12

I have the following four files in the file system:

/home/martin/cvs/ops/cisco/b/s1
/home/martin/cvs/ops/cisco/b/s2
/home/martin/cvs/ops/extreme/b/r3
/home/martin/cvs/ops/j/b/r5

I need to put those files into a tar archive, but I don't want to add directories. The best I could come up with was:

tar -C ~/cvs/ops/ -czvf archive.tgz cisco/b/s1 cisco/b/s2 extreme/b/r3 j/b/r5

This is still not perfect, because each file in the archive is two directories deep. Is there a better way? Or do I simply have to copy s1, s2, r3 and r5 files into one directory and create the archive with tar -czvf archive.tgz s1 s2 r3 r5?

3 Answers 3

19

You can use -C multiple times (moving from one directory to another):

tar czvf archive.tar.gz -C /home/martin/cvs/ops/cisco/b s1 s2 -C ../../extreme/b r3 -C ../../j/b r5

Note that each -C option is interpreted relative to the current directory at that point (or you can just use absolute paths).

11

If you have the list of files in a file, or can generate them using a command, you can use a single GNU tar command:

tar cf foo.tar -T list-of-files --transform 's:.*/::'

The transform still keeps directories, but flattens the layout completely.
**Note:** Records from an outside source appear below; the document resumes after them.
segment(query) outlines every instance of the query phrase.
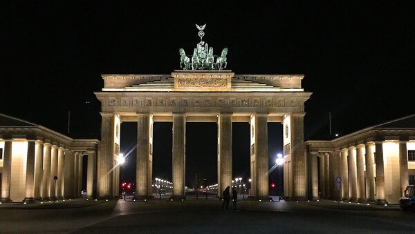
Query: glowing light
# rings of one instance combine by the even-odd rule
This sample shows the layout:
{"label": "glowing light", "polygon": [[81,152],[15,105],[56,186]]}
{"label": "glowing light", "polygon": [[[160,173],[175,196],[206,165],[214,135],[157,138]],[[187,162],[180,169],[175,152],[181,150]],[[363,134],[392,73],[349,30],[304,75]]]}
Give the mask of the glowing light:
{"label": "glowing light", "polygon": [[124,155],[120,153],[117,156],[117,164],[122,164],[125,162]]}

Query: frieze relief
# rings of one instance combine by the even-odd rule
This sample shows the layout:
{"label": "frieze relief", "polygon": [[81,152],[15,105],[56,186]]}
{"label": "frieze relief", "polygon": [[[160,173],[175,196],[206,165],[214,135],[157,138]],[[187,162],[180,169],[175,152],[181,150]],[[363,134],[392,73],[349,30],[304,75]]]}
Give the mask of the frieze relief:
{"label": "frieze relief", "polygon": [[219,77],[178,77],[178,87],[226,87],[228,79]]}
{"label": "frieze relief", "polygon": [[110,98],[106,106],[280,107],[304,108],[302,99],[281,98]]}

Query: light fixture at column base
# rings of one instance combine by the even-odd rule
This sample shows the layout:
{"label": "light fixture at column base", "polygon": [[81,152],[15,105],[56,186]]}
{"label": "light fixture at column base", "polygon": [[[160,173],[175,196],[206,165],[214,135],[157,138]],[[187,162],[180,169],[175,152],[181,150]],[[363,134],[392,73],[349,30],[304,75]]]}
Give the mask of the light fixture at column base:
{"label": "light fixture at column base", "polygon": [[33,197],[25,197],[25,199],[23,199],[23,202],[33,203],[35,202],[35,199]]}
{"label": "light fixture at column base", "polygon": [[376,199],[376,205],[385,205],[385,204],[387,204],[387,201],[386,199]]}
{"label": "light fixture at column base", "polygon": [[12,199],[10,199],[10,197],[4,197],[4,198],[1,198],[1,203],[8,203],[8,202],[12,202]]}
{"label": "light fixture at column base", "polygon": [[185,201],[186,199],[186,197],[185,196],[172,196],[170,197],[170,198],[169,198],[169,201],[171,202],[183,202]]}

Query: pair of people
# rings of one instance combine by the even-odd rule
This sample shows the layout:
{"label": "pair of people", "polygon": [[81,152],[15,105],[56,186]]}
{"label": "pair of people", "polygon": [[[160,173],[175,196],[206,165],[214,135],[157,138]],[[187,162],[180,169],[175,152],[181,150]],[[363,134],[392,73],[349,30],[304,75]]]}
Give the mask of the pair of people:
{"label": "pair of people", "polygon": [[[222,208],[226,206],[227,210],[229,209],[229,201],[230,199],[230,193],[229,191],[230,189],[230,186],[226,187],[226,188],[225,188],[222,194],[222,197],[223,197]],[[232,200],[233,201],[233,208],[234,210],[236,210],[237,202],[238,201],[238,193],[237,193],[237,190],[235,189],[235,188],[232,188]]]}

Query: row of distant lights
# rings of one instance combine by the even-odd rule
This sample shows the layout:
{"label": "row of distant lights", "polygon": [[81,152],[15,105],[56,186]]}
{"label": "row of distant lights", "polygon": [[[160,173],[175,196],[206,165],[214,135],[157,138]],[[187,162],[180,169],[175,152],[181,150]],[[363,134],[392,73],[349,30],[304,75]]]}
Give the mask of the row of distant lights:
{"label": "row of distant lights", "polygon": [[[317,202],[320,202],[320,200],[317,200]],[[297,200],[297,202],[298,202],[298,200]],[[310,202],[310,200],[307,200],[307,202]],[[333,202],[338,202],[338,201],[335,200],[335,201],[333,201]],[[344,203],[344,201],[341,201],[340,202],[341,203]],[[351,202],[349,202],[349,204],[351,204]],[[360,205],[360,202],[358,202],[358,205]],[[367,206],[370,206],[370,204],[367,203],[366,205]],[[387,204],[385,204],[384,206],[387,206]]]}

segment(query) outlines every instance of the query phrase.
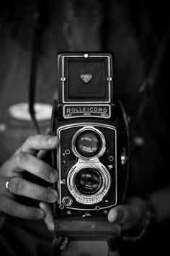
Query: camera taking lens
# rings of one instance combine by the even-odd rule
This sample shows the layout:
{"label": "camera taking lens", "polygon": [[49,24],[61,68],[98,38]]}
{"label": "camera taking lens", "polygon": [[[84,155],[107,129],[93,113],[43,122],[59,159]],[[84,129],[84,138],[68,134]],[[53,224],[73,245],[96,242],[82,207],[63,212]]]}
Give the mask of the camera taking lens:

So you need some way of filtering directories, hence the need of a list of files.

8

You could append files to the archive one by one:

tar cf /tmp/archive.tar -C /home/martin/cvs/ops/cisco/b s1
tar rf /tmp/archive.tar -C /home/martin/cvs/ops/cisco/b s2
tar rf /tmp/archive.tar -C /home/martin/cvs/ops/extreme/b r3
tar rf /tmp/archive.tar -C /home/martin/cvs/ops/j/b r5

You could script this to make it easier: for each path, run tar rf with the base directory as the value for the -C parameter and the base filename without path to add.